LEYES APLICADAS Artículos: los citados y 1º, 2º, 3º, 4º, 12, 203 de la Constitución Política de la República de Guatemala; 1, 2, 3, 4, 5, 6, 11, 11 bis, 14, 16, 20, 21, 37, 43 numeral 7), 50, 160, 166, 437, 438, 439, 441, 442 del Código Procesal Penal; 9, 16, 57, 58 literal a), 141, 143 y 149 de la Ley del Organismo Judicial.
POR TANTO La Corte Suprema de Justicia, Cámara Penal, con base en lo considerado y leyes aplicadas, al resolver DECLARA: IMPROCEDENTE el recurso de casación por motivo de fondo presentado por el procesado Darwin Rafael Leal Lucas, contra la sentencia emitida por la Sala Regional Mixta de la Corte de Apelaciones con sede en Cobán, el nueve de agosto de dos mil seis. Notifíquese y con certificación de lo resuelto devuélvase los antecedentes a donde corresponda.

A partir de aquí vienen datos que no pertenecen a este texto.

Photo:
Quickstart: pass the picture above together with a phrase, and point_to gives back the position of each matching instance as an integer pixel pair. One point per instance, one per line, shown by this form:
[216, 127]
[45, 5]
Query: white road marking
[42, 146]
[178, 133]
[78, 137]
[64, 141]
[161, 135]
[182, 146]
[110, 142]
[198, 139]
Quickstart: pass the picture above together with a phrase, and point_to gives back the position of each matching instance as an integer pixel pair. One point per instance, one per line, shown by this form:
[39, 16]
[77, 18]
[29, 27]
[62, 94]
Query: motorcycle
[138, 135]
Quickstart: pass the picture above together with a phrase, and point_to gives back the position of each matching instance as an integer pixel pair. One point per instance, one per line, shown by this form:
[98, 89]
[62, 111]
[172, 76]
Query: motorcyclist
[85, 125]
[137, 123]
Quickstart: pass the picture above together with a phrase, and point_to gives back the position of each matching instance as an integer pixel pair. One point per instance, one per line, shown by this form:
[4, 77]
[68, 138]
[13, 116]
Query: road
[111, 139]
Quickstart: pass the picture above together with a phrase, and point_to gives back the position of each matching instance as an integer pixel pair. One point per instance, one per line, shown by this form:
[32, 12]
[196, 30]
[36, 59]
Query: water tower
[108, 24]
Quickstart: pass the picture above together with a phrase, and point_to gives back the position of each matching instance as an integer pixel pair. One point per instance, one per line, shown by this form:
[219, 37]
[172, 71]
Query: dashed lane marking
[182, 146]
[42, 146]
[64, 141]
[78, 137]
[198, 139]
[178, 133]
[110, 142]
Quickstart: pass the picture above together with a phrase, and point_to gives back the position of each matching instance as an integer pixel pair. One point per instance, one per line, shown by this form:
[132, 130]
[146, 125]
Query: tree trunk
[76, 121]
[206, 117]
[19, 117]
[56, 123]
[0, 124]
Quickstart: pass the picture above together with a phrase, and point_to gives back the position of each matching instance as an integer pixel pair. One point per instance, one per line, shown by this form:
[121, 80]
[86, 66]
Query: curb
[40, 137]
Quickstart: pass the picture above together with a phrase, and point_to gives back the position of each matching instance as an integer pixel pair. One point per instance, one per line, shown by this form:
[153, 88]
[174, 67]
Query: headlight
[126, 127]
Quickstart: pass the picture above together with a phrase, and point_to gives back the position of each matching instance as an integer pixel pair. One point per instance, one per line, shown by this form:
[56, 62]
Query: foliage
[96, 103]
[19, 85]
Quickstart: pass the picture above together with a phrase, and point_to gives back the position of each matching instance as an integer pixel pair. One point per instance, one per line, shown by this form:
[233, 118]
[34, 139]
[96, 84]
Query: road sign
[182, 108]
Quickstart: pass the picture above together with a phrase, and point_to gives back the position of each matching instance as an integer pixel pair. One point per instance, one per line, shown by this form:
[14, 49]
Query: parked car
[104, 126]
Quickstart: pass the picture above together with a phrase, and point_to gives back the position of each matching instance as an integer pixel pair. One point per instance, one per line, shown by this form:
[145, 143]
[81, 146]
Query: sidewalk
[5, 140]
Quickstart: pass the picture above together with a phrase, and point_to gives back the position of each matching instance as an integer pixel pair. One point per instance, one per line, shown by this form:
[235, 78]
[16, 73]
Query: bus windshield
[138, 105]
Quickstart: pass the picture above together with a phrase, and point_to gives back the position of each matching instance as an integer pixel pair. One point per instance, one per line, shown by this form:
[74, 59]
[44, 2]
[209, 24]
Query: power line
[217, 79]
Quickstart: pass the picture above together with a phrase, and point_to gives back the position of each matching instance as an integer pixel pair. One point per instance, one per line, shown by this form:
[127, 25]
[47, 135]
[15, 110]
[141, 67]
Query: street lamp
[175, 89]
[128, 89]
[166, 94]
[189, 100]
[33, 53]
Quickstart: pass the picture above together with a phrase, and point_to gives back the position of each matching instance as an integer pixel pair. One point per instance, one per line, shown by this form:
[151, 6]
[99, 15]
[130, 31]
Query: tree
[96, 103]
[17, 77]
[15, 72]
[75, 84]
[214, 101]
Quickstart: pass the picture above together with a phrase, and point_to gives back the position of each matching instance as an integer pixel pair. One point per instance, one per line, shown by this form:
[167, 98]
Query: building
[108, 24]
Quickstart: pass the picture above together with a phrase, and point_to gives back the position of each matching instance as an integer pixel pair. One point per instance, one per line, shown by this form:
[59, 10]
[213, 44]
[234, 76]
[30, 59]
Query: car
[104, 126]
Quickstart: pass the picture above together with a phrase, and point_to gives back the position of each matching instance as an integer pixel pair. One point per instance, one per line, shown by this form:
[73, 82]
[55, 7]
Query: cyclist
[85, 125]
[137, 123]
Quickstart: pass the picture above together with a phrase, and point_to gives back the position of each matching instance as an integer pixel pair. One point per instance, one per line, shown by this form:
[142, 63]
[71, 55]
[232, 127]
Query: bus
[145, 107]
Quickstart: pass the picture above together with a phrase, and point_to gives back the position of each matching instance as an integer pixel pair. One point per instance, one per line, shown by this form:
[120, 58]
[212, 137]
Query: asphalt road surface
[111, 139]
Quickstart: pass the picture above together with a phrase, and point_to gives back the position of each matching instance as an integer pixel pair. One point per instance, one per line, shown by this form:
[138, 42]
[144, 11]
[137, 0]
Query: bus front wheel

Leticia Stella Secaira Pinto, Magistrado Vocal Décimo, Presidente Cámara Penal; Beatriz Ofelia de León Reyes, Magistrado Vocal Cuarto; Carlos Enrique de León Córdova, Magistrado Vocal Undécimo; José Francisco de Mata Vela, Magistrado Vocal Décimo Tercero. Jorge Guillermo Arauz Aguilar, Secretario de la Corte Suprema de Justicia.